There are two pilot seats and controls in the front cockpit, as well as the additional controls in the after cockpit. However, two men are seldom seated in the front cockpit, except for training purposes, as there is only one gun there and the Unisan military chiefs don't believe in wasting man power. However, the seat was there, and I asked Balzo Jan to come up and sit with me.

'If you see any more Kapars,' I said, 'you can go back to your gun.'

'Do you know,' he said, after he had crawled up into the forward cockpit and seated himself beside me, 'that we have been so busy since you first discovered me climbing into your ship that I haven't had a chance to ask you who you are. I know a lot of men in the fighting service, but I don't recall ever having seen you before.'

'My name is Tangor,' I said.

'Oh,' he said, 'you're the man that my sister discovered without any clothes on after a raid several months ago.'

'The same,' I said, 'and she is mourning you for dead. I saw her at the Harkases the night before we took off for this last raid.'

'My sister would not mourn,' he said proudly.

'Well, she was mourning inwardly,' I replied, 'and sometimes that's worse for a woman than letting herself go. I should think a good cry now and then would be a relief to the women of Poloda.'

'I guess they used to cry,' he said, 'but they don't any more. If they cried every time they felt like crying, they'd be crying all the time; and they can't do that, you know, for there is work to do. It is war.'

Chapter Eleven

IT IS WAR! That was the answer to everything. It governed their every activity, their every thought. From birth to death they knew nothing but war. Their every activity was directed at the one purpose of making their country more fit for war.

'I should think you would hate war,' I said to Balzo Jan.

He looked at me in surprise. 'Why?' he demanded. 'What would we do with ourselves if there were no war?'

'But the women,' I said. 'What of them?'

'Yes,' he replied, 'it is hard on them. The men only have to die once, but the women have to suffer always. Yes; it is too bad, but I can't imagine what we would do without war.'

'You could come out in the sunshine, for one thing,' I said, 'and you could rebuild your cities, and devote some of your time to cultural pursuits and to pleasure. You could trade with other countries, and you could travel to them; and wherever you went you would find friends.'

Balzo Jan looked at me sceptically. 'Is that true in your world?' he asked.

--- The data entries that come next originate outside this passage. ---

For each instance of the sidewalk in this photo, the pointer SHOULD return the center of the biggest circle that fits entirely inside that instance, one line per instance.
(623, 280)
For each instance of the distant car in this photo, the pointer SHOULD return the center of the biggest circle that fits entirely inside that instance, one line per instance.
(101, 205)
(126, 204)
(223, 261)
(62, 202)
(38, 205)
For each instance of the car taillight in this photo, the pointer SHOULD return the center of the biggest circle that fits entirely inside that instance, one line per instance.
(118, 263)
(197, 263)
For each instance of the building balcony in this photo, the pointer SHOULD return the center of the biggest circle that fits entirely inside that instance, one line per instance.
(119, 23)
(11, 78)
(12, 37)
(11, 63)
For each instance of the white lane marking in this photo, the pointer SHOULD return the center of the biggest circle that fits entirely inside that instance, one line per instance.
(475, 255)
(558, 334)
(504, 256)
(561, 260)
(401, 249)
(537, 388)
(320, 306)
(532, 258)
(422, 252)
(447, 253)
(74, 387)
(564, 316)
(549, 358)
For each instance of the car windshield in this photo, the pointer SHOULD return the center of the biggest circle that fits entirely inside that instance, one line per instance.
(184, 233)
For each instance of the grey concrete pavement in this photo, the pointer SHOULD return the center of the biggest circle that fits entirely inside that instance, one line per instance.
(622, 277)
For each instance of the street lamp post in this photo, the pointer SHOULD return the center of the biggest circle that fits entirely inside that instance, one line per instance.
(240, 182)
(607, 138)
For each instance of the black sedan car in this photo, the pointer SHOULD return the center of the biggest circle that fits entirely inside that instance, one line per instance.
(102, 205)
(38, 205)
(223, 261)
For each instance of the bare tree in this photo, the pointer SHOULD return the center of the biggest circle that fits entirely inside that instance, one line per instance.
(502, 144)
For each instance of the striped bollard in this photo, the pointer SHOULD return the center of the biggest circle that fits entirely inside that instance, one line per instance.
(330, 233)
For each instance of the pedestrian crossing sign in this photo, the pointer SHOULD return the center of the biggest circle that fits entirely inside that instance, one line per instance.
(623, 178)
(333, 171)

'Well, not when I was last there,' I had to admit, 'but then, several of the countries were at war.'

'You see,' he said, 'war is the natural state of man, no matter what world he lives in.'

We were over the southern tip of Unis now. The majestic peaks of the Mountains of Loras were at our left, and at our right the great river which rises in the mountains south of Orvis emptied into the sea, fifteen hundred miles from its source. It is a mighty river, comparable, I should say, to the Amazon. The country below us was beautiful in the extreme, showing few effects of the war, for they have many buried cities here whose Labour Corps immediately erase all signs of the devastating effects of Kapar raids as soon as the enemy has departed.

Green fields stretched below us in every direction, attesting the fact that agriculture on the surface still held its own against the Kapars on this part of the continent; but I knew at what a price they raised their crops with low flying Kapar planes strafing them with persistent regularity, and bombers blasting great craters in their fields.